Ich meinestheils habe also das Watt'sche Gesez angenommen,
wonach der Dampf bei seiner Ausdehnung seine Temperatur sinken läßt, und sein
Maximum der Dichtigkeit beibehält, während er keine fremde Einwirkung erfährt. Aber
es gibt noch einen andern Umstand, auf den man Rüksicht nehmen muß, nämlich das im
Zustande der Suspension und im flüssigen Zustande in dem Dampfe enthaltene Wasser.
Man weiß, daß das im Dampfe suspendirte Wasser sehr beträchtlich ist; man hat
dasselbe öfters zu ¼ selbst zu ⅓ des wirklich verdampften Wassers
gefunden. Wenn der in den Cylinder einer Dampfmaschine strömende Dampf sich
ausbreitet, so sinkt seine Temperatur, worauf das in ihm enthaltene liquide Wasser
sogleich verdampft; die Quantität dieser Verdampfung hängt von der
Temperaturveränderung des Dampfes ab. Wenn z. B. der Dampf unter einem Druk von 4
Atmosphären oder bei 145° C. Temperatur in dem Cylinder ankommt, und er sich
bis zu einem Druk von 1 Atmosphäre, der einer Temperatur von 100° C.
entspricht, ausbreitet, so wird auch die Temperatur des in ihm enthaltenen Wassers
bis auf 100° herabsinken; dasselbe wird also 45° Wärme frei lassen.
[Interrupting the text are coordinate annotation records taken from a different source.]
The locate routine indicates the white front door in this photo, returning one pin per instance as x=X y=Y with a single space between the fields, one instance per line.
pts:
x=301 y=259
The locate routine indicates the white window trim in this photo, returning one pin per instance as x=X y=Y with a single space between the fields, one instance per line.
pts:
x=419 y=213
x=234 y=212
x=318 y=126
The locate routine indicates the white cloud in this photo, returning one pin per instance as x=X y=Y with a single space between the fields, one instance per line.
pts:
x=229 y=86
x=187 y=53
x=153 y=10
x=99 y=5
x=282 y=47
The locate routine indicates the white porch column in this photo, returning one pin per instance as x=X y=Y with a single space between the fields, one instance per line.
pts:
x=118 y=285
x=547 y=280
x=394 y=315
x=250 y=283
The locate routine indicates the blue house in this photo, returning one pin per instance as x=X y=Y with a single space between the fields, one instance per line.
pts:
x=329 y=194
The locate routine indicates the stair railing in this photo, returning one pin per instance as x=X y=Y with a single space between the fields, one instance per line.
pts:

Nimmt man aber näherungsweise an, die durch den Dampf bei seiner Bildung absorbirte
Wärme betrage 500°, so sieht man, daß jede Erniedrigung der Temperatur des
liquiden Wassers um 1 Grad 1/500 seines Volumens verdampfen wird, folglich werden
die oben angenommenen 45° ungefähr 1/10 verdampfen. Beläuft sich also das in
dem Dampfe suspendirte Wasser auf ¼ des wirklich verdampften Wassers, so wird
die nachherige Verdampfung den Dampf um 1/40 seines ursprünglichen Volumens
vermehren, der Dampfdruk wird im entsprechenden Verhältnisse zunehmen und denjenigen
Druk, welchen das Watt'sche Gesez ohne den erwähnten
Umstand bezeichnet hätte, ungefähr um 1/40 übersteigen. Hiezu kommt noch der
Umstand, daß der Cylinder der Expansionsmaschinen öfters durch einen aus dem
Dampfkessel herbeigeleiteten Dampfstrom erwärmt wird, daß ferner die Ventile beinahe
unvermeidlich aus dem Dampfkessel in den Cylinder eine geringe Quantität Dampf
entweichen lassen, welche sich nach Maaßgabe der größeren Expansion vermehrt. Man
wird nun begreifen, daß der Dampfdruk während seiner Expansion den durch das Mariotte'sche Gesez bezeichneten Spannungen nicht nur
gleich kommen, sondern dieselben auch übersteigen kann, ohne daß indessen das Watt'sche Gesez aufgehört hätte genau zu seyn.
Die in der erwähnten Abhandlung angekündigten Resultate stimmen demnach nur deßwegen
mit dem Mariotte'schen Geseze überein, weil man die Resultate
dieses Gesezes während der ganzen Expansion nach einem und demselben Volumen
verdampften Wassers berechnet hat, während in Betracht des im Zustande der
Suspension befindlichen liquiden Wassers das Volumen des verdampften Wassers in der
Wirklichkeit sich nach Maaßgabe der Expansion verändert hat.
Endlich ist das, was wir bis jezt sowohl über die Wärme des Dampfes, als auch über
sein Volumen bei verschiedenen Spannungen wissen, zu ungewiß, als daß man in dieser
Hinsicht entscheidende Folgerungen ziehen könnte. Man muß deßhalb das Resultat der
Versuche eines Mitgliedes der Akademie abwarten, dem man schon so wichtige Resultate
über die Ausdehnung der Gase verdankt.